Diversas noções de criança competente emergiram nesta linha de investigação. No entanto, a definição que melhor se adapta aos objectivos deste trabalho é a noção etnográfica de Ogbu (1987; citado por McWilliam & Bailey 1992) que aborda competência como “o conjunto de capacidades

socio-emocionais, cognitivas e práticas que são necessárias para realizar tarefas culturais”.

Ao reflectir acerca do conceito de “competência nas transacções” presente na definição de

motivação para a mestria de Brockman et al. (1988), McWilliam e Bailey (1992) salientam aspectos

referidos na literatura que se relacionam com o desenvolvimento da competência em crianças e que serão posteriormente considerados na definição dos diferentes níveis de envolvimento: (a) Controlo

contingente da criança sobre o meio; (b) Motivação de execução: o impulso para vencer desafios;

(c) Iniciação: capacidade para iniciar interacções (Sameroff, 1975); (d) Motivação para a mestria: persistência em actividades orientadas para um objectivo (Yarrow et al., 1983); (e) Competência

social: capacidade de envolvimento em interacções interpessoais (Guralnick, 1990); (f) Competência interactiva: comportamento progressivamente mais diferenciado (Dunst & McWilliam, 1988).

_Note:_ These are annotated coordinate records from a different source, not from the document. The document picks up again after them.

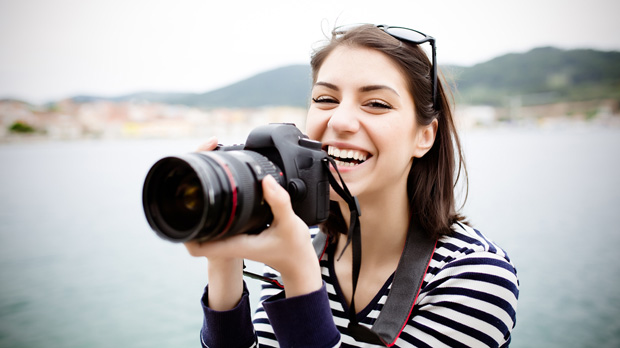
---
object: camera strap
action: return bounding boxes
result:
[244,157,437,347]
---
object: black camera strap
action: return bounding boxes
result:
[244,157,437,347]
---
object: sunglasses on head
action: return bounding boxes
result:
[332,24,437,110]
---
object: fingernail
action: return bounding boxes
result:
[263,175,279,191]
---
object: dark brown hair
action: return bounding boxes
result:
[311,25,467,238]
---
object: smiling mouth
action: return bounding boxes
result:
[327,145,372,167]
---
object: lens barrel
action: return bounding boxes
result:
[142,150,284,242]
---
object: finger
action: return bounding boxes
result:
[262,175,293,220]
[197,137,217,151]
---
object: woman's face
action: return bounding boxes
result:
[306,46,428,199]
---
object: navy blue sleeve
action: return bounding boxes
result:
[200,283,256,348]
[263,284,340,348]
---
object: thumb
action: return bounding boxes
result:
[262,175,293,219]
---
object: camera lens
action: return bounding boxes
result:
[143,150,283,242]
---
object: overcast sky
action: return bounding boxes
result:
[0,0,620,103]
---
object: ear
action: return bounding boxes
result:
[413,119,439,158]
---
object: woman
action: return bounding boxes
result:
[186,25,518,347]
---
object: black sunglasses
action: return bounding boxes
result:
[332,24,438,110]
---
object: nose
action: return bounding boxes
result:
[327,102,360,133]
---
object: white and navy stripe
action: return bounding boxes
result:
[254,224,519,348]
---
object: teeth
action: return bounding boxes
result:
[327,146,368,162]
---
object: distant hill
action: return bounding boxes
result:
[448,47,620,105]
[73,47,620,108]
[72,65,312,108]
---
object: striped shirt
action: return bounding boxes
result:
[203,224,519,348]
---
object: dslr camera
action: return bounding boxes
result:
[142,123,330,242]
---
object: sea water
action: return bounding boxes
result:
[0,127,620,348]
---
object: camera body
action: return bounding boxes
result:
[143,123,330,242]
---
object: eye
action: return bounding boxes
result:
[312,96,338,104]
[365,99,393,110]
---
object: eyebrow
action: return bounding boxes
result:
[314,81,400,97]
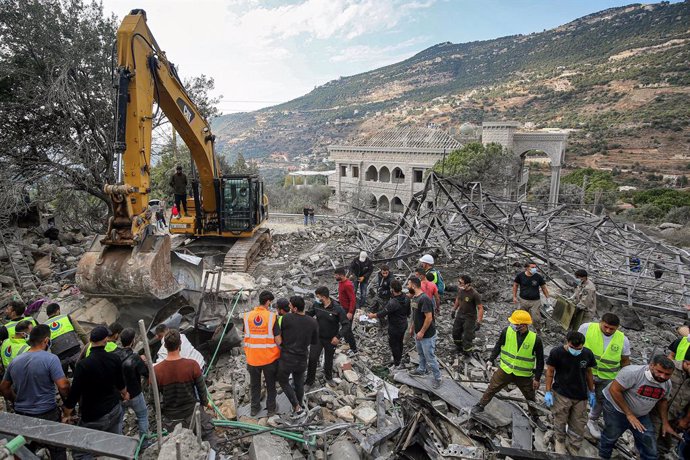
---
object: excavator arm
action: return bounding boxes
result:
[109,10,220,246]
[76,10,221,299]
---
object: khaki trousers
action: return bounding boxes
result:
[551,391,587,455]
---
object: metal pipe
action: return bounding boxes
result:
[139,319,163,452]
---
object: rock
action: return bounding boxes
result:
[158,424,211,460]
[335,406,355,422]
[328,439,361,460]
[218,399,237,420]
[353,406,376,425]
[34,254,53,279]
[343,369,359,383]
[247,433,292,460]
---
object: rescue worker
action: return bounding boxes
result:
[244,291,282,417]
[573,270,598,323]
[419,254,446,294]
[82,323,124,358]
[578,313,630,438]
[1,320,34,370]
[649,352,690,457]
[44,303,89,372]
[513,262,549,334]
[472,310,546,431]
[0,300,38,343]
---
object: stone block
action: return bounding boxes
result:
[249,433,292,460]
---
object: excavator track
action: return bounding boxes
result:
[223,228,271,273]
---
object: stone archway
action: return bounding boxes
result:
[362,193,378,209]
[379,166,391,182]
[364,165,379,182]
[378,195,390,212]
[391,167,405,184]
[391,196,405,212]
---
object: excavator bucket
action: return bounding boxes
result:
[76,234,182,299]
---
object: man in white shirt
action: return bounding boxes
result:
[154,324,206,370]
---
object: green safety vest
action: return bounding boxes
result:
[5,316,38,337]
[674,338,690,361]
[585,323,625,380]
[44,315,74,340]
[501,327,537,377]
[84,342,117,358]
[0,338,29,369]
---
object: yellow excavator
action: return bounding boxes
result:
[76,9,270,299]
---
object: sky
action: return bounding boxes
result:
[103,0,660,113]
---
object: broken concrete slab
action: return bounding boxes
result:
[249,433,292,460]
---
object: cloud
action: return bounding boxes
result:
[329,37,429,67]
[229,0,435,42]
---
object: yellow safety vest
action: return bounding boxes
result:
[674,338,690,361]
[585,323,625,380]
[0,338,29,369]
[84,342,117,358]
[501,327,537,377]
[5,316,38,337]
[45,315,74,340]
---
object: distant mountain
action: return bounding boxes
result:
[214,1,690,172]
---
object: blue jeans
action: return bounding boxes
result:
[599,399,658,460]
[120,393,149,436]
[415,334,441,380]
[352,278,369,308]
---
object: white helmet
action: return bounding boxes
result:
[419,254,434,265]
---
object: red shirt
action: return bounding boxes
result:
[338,278,357,315]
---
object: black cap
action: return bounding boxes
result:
[90,326,110,342]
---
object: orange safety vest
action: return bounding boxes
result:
[244,306,280,366]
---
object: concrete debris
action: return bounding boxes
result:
[157,424,211,460]
[249,433,292,460]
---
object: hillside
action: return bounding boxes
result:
[214,1,690,173]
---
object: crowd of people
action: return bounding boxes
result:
[0,251,690,460]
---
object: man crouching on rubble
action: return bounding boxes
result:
[472,310,546,431]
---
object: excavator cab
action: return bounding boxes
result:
[220,175,268,234]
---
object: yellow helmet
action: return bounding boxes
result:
[508,310,532,324]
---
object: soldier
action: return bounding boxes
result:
[578,313,630,438]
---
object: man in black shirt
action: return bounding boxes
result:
[544,331,597,455]
[513,262,549,334]
[369,280,410,368]
[278,296,319,415]
[63,326,129,460]
[407,277,441,389]
[119,327,149,436]
[305,286,350,386]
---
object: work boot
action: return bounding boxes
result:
[587,419,601,439]
[532,415,546,431]
[554,439,568,455]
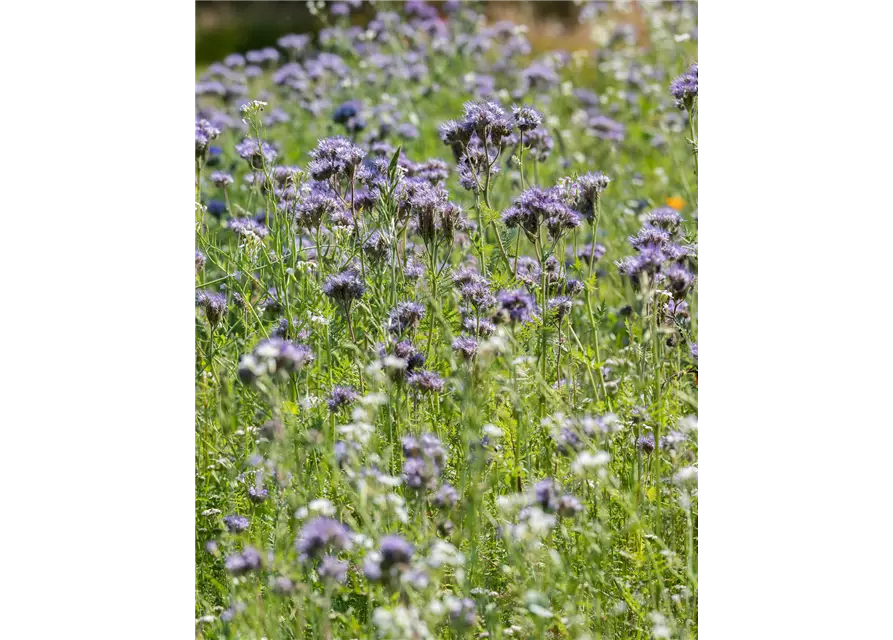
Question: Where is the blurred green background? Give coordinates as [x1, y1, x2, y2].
[193, 0, 577, 66]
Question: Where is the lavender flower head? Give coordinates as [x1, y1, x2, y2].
[558, 171, 611, 223]
[211, 171, 234, 188]
[223, 513, 250, 533]
[453, 336, 478, 360]
[236, 138, 277, 169]
[549, 296, 573, 322]
[276, 33, 310, 52]
[636, 434, 654, 453]
[308, 136, 366, 181]
[406, 370, 443, 393]
[295, 518, 351, 561]
[661, 263, 695, 300]
[502, 187, 580, 237]
[512, 107, 543, 131]
[326, 386, 359, 413]
[557, 494, 583, 518]
[670, 62, 698, 111]
[446, 597, 477, 630]
[533, 478, 558, 513]
[238, 338, 313, 384]
[462, 102, 512, 145]
[322, 269, 366, 306]
[226, 218, 270, 241]
[317, 556, 347, 584]
[388, 301, 425, 335]
[646, 207, 682, 235]
[494, 289, 536, 324]
[196, 289, 226, 327]
[248, 485, 270, 504]
[225, 547, 263, 576]
[192, 119, 220, 160]
[403, 433, 446, 490]
[379, 536, 415, 570]
[432, 482, 459, 509]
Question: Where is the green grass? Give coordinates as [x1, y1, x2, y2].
[194, 2, 697, 639]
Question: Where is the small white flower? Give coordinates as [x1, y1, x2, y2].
[483, 424, 503, 439]
[571, 451, 611, 476]
[674, 466, 698, 484]
[307, 498, 335, 516]
[527, 604, 555, 618]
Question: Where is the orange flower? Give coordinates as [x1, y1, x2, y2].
[667, 196, 685, 211]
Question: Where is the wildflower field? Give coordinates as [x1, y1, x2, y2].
[193, 0, 698, 640]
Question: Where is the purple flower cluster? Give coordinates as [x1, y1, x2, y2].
[326, 386, 359, 413]
[295, 518, 351, 562]
[236, 138, 277, 169]
[502, 187, 580, 241]
[322, 269, 366, 307]
[615, 208, 695, 292]
[533, 478, 583, 518]
[308, 136, 366, 180]
[388, 301, 425, 335]
[670, 62, 698, 111]
[403, 433, 446, 490]
[226, 218, 270, 240]
[195, 289, 226, 327]
[223, 513, 250, 533]
[239, 338, 313, 384]
[406, 370, 443, 393]
[225, 547, 263, 576]
[192, 119, 220, 160]
[363, 535, 415, 584]
[494, 289, 537, 324]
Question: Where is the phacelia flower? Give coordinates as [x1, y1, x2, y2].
[322, 269, 366, 306]
[431, 482, 459, 509]
[406, 370, 443, 393]
[670, 62, 698, 111]
[317, 556, 347, 584]
[388, 301, 425, 335]
[308, 136, 366, 180]
[557, 495, 583, 518]
[453, 336, 478, 360]
[196, 289, 226, 327]
[295, 518, 351, 560]
[326, 386, 359, 413]
[495, 289, 536, 323]
[512, 107, 543, 132]
[223, 513, 250, 533]
[225, 547, 263, 576]
[236, 138, 277, 169]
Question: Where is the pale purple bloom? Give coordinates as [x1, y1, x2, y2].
[388, 301, 425, 335]
[225, 547, 263, 576]
[317, 556, 347, 584]
[223, 513, 250, 533]
[406, 370, 443, 393]
[496, 289, 536, 323]
[295, 518, 351, 559]
[326, 386, 359, 412]
[453, 336, 478, 359]
[322, 269, 366, 305]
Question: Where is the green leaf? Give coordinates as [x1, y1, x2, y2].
[282, 400, 299, 416]
[388, 145, 403, 184]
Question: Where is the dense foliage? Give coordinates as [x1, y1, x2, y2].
[193, 0, 698, 639]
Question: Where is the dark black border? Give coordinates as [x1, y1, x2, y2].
[111, 0, 889, 638]
[701, 0, 889, 638]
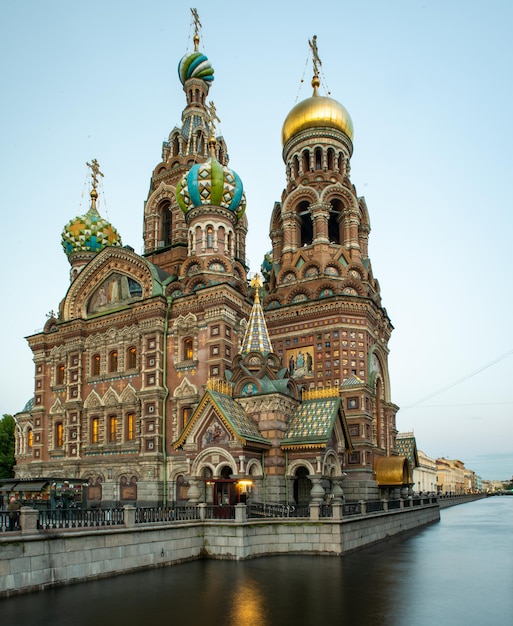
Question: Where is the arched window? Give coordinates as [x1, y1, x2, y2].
[207, 226, 214, 248]
[109, 350, 118, 372]
[159, 200, 173, 246]
[297, 201, 313, 246]
[91, 417, 100, 443]
[109, 415, 118, 443]
[126, 413, 135, 441]
[182, 406, 192, 429]
[301, 150, 310, 174]
[55, 422, 64, 448]
[328, 200, 344, 244]
[183, 337, 194, 361]
[91, 354, 100, 376]
[314, 148, 322, 170]
[126, 346, 137, 370]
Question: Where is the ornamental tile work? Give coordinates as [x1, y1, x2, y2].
[62, 207, 122, 256]
[206, 390, 271, 445]
[282, 397, 340, 447]
[397, 434, 419, 467]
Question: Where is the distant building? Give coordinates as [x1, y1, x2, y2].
[11, 13, 404, 504]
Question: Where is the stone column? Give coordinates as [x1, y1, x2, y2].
[235, 502, 248, 523]
[123, 504, 135, 528]
[187, 478, 201, 504]
[309, 476, 324, 504]
[20, 506, 39, 535]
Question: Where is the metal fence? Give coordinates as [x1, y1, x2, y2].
[37, 508, 125, 530]
[135, 506, 200, 524]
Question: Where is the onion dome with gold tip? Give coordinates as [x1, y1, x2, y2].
[178, 9, 214, 85]
[176, 137, 246, 219]
[240, 274, 273, 355]
[281, 37, 354, 146]
[62, 159, 122, 257]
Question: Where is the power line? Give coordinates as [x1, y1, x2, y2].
[402, 349, 513, 411]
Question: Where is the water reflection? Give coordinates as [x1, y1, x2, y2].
[0, 497, 513, 626]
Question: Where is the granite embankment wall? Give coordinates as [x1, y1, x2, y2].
[0, 503, 440, 597]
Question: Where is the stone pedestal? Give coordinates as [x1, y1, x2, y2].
[20, 506, 39, 535]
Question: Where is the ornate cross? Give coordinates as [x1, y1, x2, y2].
[86, 159, 103, 189]
[191, 9, 202, 51]
[308, 35, 322, 76]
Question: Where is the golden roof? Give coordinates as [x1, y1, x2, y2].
[281, 76, 354, 145]
[374, 456, 413, 487]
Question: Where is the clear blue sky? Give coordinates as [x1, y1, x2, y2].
[0, 0, 513, 479]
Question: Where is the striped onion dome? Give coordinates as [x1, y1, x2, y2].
[176, 155, 246, 218]
[178, 50, 214, 85]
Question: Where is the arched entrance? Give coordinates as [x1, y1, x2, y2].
[213, 465, 237, 507]
[294, 467, 312, 506]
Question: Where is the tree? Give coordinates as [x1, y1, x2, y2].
[0, 414, 15, 478]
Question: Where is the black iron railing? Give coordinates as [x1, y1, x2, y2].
[37, 508, 125, 530]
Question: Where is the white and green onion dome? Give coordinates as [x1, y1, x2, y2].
[176, 153, 246, 219]
[178, 49, 214, 85]
[61, 189, 122, 257]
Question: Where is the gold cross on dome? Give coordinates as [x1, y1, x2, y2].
[249, 274, 263, 289]
[86, 159, 103, 189]
[308, 35, 322, 76]
[191, 9, 201, 52]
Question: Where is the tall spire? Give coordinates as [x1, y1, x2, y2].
[241, 274, 273, 354]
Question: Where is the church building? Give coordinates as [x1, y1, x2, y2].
[15, 11, 404, 505]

Este

último aspecto assume especial relevo, na medida em que o seu estudo originou a conceptualização do modelo desenvolvimental de competências interactivas (que descrevemos na secção seguinte) e que esteve na génese da hierarquia desenvolvimental subjacente à dimensão qualitativa do conceito de

envolvimento. Neste sentido enquadramo-lo na quarta fase dos estudos sobre envolvimento.